La prime exceptionnelle du DG de Suez fait tousser
Les rémunérations constituent le sujet sensible lors des assemblées générales. A l’approche de celle de Suez le 14 mai, des actionnaires s’interrogent sur la prime exceptionnelle de 1,48 million d’euros attribuée en 2018 à Jean-Louis Chaussade, le directeur général du groupe de traitement de l’eau et des déchets, pour avoir conclu l’acquisition de GE Water, alors que depuis l’annonce de cette opération en mars 2017 l’action Suez a baissé de 10%. Dans le même temps, celle de son concurrent Veolia a gagné 31%.
«Cette rémunération exceptionnelle nous surprend alors que l’intégration de GE Water n’est pas directement pilotée par Jean-Louis Chaussade. Elle serait plus acceptable si elle était versée aux managers en charge directe de la mise en œuvre des synergies», explique par exemple Joseph Oughourlian, fondateur d’Amber Capital, actionnaire de Suez.
L’enchaînement des événements ajoute aux interrogations.

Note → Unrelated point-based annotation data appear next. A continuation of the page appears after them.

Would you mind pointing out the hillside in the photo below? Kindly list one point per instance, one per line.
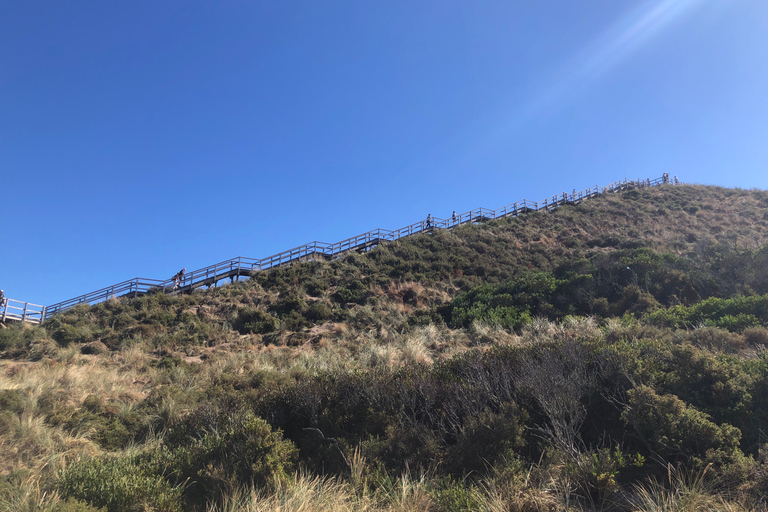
(608, 355)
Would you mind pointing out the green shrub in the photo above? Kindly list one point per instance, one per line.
(355, 292)
(218, 449)
(121, 484)
(255, 321)
(674, 430)
(318, 311)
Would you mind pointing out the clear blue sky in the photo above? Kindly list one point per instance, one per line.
(140, 137)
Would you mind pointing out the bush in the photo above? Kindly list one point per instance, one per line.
(355, 292)
(318, 312)
(674, 430)
(121, 484)
(254, 321)
(226, 448)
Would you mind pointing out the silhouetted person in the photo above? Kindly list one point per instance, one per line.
(178, 277)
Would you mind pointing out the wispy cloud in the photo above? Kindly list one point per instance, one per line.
(628, 35)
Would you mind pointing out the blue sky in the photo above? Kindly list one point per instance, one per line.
(140, 137)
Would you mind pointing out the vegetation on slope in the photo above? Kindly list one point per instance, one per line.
(608, 355)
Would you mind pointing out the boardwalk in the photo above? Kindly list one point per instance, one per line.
(241, 266)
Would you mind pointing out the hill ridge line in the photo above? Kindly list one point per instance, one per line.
(244, 266)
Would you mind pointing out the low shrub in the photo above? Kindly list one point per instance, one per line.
(120, 484)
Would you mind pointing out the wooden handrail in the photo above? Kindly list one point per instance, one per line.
(363, 242)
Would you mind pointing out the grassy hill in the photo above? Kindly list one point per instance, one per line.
(609, 356)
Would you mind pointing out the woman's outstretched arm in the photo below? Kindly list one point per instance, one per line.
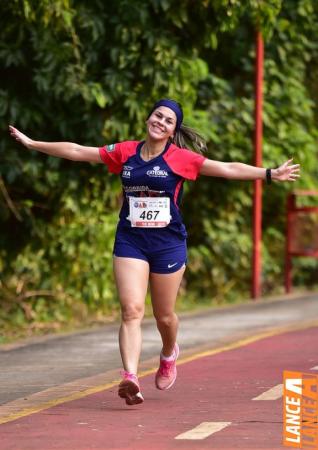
(67, 150)
(240, 171)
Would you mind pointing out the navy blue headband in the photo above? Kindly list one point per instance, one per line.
(174, 106)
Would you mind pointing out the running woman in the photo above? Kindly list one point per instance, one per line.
(150, 242)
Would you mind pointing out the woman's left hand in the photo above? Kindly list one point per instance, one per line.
(286, 172)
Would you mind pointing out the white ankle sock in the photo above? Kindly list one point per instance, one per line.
(169, 358)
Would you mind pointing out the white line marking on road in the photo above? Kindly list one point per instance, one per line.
(203, 430)
(272, 394)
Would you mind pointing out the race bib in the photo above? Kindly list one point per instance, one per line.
(149, 212)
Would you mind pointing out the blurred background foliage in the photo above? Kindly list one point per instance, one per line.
(88, 71)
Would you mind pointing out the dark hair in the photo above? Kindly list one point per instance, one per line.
(187, 137)
(184, 136)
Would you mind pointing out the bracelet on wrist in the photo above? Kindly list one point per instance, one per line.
(268, 176)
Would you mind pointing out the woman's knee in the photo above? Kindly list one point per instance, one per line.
(131, 312)
(166, 320)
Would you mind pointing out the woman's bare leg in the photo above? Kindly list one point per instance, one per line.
(164, 290)
(131, 276)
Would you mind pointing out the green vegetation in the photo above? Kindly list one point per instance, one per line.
(88, 71)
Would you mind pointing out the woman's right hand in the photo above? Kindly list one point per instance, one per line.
(20, 137)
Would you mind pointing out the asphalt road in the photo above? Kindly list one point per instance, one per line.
(43, 364)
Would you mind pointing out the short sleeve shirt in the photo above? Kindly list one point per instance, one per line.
(162, 176)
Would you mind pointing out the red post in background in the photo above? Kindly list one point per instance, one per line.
(257, 196)
(301, 232)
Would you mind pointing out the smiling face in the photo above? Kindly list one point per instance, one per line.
(161, 124)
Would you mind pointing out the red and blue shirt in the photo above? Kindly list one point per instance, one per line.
(162, 176)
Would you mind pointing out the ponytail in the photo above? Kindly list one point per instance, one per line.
(186, 137)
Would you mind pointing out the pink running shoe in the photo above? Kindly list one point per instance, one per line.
(129, 389)
(167, 372)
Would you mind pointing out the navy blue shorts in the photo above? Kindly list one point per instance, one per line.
(163, 255)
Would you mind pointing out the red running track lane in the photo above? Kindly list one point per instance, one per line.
(217, 388)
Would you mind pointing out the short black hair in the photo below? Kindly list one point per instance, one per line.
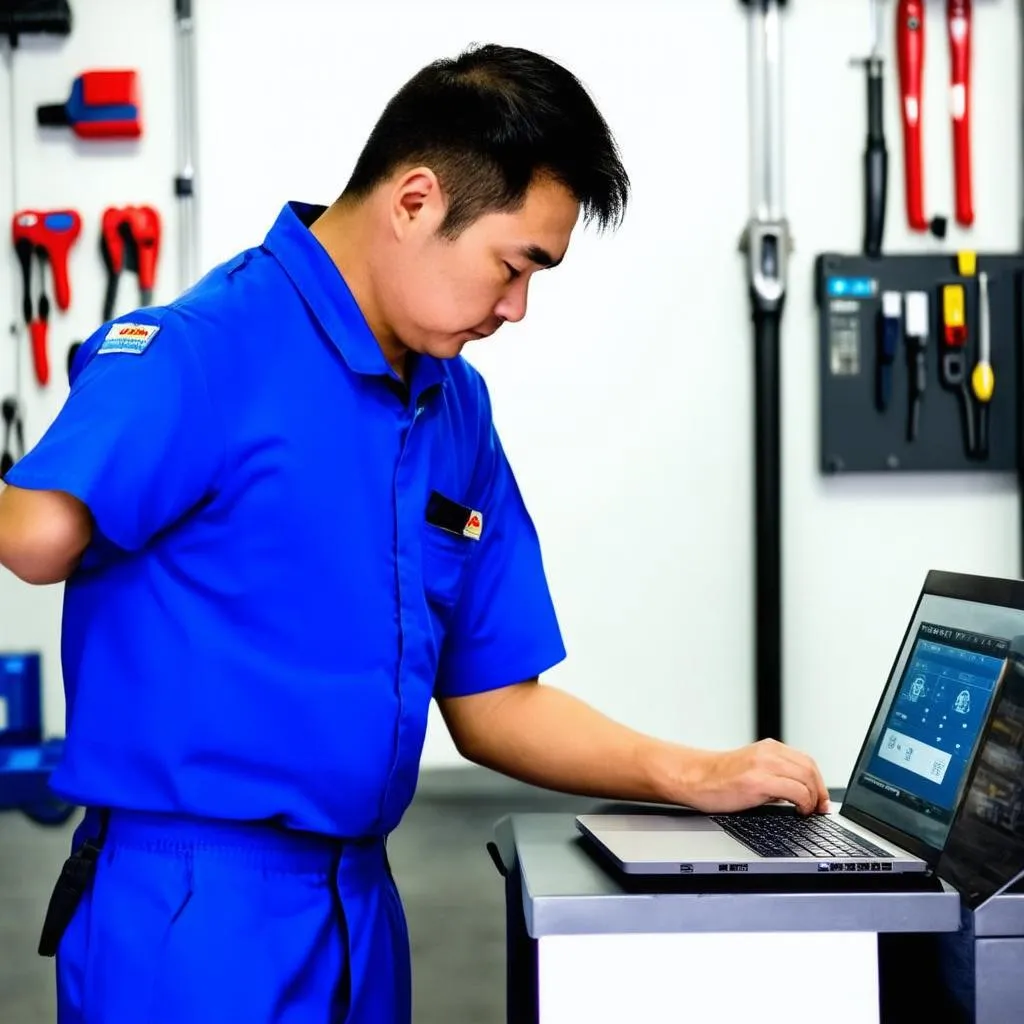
(487, 123)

Cette prime a été décidée par le conseil d’administration de Suez du 28 février 2018, soit un mois après l’avertissement sur résultats du 24 janvier qui avait provoqué une chute de 16,77% du cours de l’action en une séance et entraîné l’ouverture d’une enquête de l’AMF. Jean-Louis Chaussade avait alors annoncé renoncer à sa rémunération variable à long terme au titre de 2018.
A ce stade, à regarder les chiffres, l’acquisition de GE Water n’est pas un réel succès. Le chantier des synergies a été mis en route mais une intégration fiscale moins favorable que prévu a pesé sur les résultats 2018, ce qui a conduit à une dégradation du consensus en début d’année. «GE Water a été payée relativement cher, à près de 12 fois l’Ebitda, dont une grande partie en actions, alors que Suez ne capitalise que 7 fois l’Ebitda», peste un autre actionnaire.

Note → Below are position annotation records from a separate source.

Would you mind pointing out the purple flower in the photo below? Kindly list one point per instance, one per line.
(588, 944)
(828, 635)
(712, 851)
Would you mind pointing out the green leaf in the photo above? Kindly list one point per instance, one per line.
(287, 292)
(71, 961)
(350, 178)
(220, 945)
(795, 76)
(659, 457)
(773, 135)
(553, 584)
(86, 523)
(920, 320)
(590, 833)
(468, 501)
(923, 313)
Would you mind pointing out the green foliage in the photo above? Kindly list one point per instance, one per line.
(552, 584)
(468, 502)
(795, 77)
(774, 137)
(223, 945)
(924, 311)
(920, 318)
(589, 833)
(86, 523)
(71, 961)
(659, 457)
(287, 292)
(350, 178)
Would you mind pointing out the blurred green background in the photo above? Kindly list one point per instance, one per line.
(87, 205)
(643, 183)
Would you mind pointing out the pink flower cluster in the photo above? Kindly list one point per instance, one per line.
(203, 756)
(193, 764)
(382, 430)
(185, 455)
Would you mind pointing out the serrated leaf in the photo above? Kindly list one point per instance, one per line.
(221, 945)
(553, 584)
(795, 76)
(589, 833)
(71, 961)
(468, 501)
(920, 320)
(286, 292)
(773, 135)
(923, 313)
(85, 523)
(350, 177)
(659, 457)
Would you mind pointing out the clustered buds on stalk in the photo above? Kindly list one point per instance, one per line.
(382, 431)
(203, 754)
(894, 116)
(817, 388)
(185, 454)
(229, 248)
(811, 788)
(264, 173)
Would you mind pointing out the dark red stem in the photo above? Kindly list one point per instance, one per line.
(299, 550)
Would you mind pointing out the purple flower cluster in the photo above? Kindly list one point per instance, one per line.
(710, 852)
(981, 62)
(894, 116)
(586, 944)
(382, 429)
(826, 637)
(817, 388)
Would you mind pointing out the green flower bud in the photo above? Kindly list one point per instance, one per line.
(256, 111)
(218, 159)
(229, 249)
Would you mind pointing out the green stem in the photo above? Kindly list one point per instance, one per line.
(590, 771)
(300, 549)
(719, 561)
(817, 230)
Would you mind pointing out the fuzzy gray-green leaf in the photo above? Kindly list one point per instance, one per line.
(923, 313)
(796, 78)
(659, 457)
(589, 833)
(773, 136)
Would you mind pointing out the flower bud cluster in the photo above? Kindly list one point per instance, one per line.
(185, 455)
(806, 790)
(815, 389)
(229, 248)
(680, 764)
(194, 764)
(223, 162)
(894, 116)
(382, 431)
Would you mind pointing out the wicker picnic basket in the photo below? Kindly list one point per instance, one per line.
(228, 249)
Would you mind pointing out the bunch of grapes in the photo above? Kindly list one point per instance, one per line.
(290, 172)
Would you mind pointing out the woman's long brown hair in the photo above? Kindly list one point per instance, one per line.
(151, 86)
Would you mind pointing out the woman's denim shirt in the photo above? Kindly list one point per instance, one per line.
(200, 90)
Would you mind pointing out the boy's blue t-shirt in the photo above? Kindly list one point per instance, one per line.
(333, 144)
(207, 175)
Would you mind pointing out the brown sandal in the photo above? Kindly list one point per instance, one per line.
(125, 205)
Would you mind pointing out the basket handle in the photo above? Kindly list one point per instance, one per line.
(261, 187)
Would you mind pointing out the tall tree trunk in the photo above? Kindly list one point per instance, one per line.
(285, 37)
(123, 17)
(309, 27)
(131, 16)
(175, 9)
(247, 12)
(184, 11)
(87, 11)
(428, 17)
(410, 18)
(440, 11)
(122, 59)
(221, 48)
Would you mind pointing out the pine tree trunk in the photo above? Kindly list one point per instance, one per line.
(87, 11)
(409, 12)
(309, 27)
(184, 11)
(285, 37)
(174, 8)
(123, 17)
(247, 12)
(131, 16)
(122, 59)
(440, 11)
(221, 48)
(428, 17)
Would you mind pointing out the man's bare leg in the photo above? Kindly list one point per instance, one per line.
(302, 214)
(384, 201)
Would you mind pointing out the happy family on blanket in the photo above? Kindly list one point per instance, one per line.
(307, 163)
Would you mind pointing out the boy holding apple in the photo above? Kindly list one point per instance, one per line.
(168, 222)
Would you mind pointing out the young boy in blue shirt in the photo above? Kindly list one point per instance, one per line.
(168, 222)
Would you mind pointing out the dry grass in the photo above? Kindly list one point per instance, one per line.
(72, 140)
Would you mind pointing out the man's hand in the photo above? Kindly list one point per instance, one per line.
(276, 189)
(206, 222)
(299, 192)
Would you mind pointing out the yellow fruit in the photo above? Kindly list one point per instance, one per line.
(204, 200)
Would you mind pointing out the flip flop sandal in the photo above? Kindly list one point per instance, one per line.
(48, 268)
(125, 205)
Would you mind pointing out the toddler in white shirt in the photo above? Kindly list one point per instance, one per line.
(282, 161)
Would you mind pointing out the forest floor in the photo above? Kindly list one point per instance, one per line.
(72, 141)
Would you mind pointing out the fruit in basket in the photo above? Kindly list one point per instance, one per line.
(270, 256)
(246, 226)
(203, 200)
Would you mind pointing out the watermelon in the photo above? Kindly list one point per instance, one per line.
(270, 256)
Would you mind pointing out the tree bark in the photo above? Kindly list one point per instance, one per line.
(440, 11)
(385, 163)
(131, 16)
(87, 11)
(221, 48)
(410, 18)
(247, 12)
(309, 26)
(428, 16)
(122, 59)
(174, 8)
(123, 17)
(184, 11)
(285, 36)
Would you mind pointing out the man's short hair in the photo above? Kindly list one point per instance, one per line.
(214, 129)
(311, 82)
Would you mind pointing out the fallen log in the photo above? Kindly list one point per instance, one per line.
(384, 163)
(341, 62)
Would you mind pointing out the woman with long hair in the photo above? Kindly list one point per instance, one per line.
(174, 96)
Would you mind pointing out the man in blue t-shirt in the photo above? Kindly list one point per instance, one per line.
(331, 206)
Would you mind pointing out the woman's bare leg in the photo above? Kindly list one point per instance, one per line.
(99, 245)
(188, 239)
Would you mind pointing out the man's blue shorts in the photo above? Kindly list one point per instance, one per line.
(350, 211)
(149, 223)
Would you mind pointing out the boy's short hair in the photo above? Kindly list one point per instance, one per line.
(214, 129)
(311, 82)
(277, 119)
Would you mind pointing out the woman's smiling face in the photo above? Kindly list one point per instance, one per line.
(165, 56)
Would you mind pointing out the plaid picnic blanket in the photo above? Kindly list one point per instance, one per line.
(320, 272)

Suez rappelle que cette prime «est une première depuis la mise en bourse de la société» en 2008 et qu’elle a été approuvée à 94% par l’AG 2018 dans le cadre du say on pay ex-ante. «Le montant versé dépendra du niveau d’atteinte de conditions de performance (liées principalement au chiffre d’affaires, à l’Ebitda et au cash-flow opérationnel) et sera déterminé au cours du 1er semestre 2019, pour un éventuel versement en 2020», ajoute le groupe.
Conformément à la loi, la rémunération au titre de 2018 de Jean-Louis Chaussade fera l’objet d’une résolution lors de l’AG du 14 mai 2019 (say on pay ex-post). Les cabinets de conseil en vote (proxy advisors) n’ont pas encore rendu leurs recommandations.
Jean-Louis Chaussade étant appelé à devenir président de Suez après l’AG, à la place de Gérard Mestrallet, la politique de rémunération sera ajustée. Jean-Louis Chaussade bénéficiera d’une rémunération fixe annuelle de 250.000 euros. Une modification qui vise à rétablir la situation, alors que Gérard Mestrallet avait renoncé à toute rémunération fixe depuis 2014 en raison de ses fonctions exécutives chez Engie, l’actionnaire de contrôle de Suez.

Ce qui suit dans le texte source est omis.